Они вышли наружу — Мики невольно прищурился. По-прежнему сыро, только белесое небо яркое очень. Отвык тут, на трассе, от подобного.
Пленка что-то подозревала, или, скорее, чувствовала. Не шевелилась — как бы она могла? — но вся напряглась, больно было двинуться. Мышцы — каменные будто. Казалось, еще немного, и кровь застынет.

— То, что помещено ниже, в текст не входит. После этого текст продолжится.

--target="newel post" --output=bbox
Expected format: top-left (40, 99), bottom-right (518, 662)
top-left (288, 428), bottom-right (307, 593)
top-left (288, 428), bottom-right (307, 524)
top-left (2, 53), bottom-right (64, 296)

Мики зашипел невольно, сквозь зубы — неприятно до жути… впервые ощутил, что его тело делит с ним самим иное существо, непонятное. Но оно в своем праве, что пытается противостоять неизбежному. А сам бы — не защищался? Как в подворотне на "волчат" напоролся, так сразу хорошим мальчиком перестал быть…
— Да не тяни ты… — это к Адаманту. Несправедливое — только выйти успели.
— Поспешишь — людей насмешишь. Не смотри.
Мики закрыл глаза, не видел — может быть, Адамант поднял руки и из ладоней вылетела голубая молния, а может, ничего не было. И рук никто не поднимал, и вообще — никаких эффектных жестов, сияний, или прочей атрибутики "потустороннего".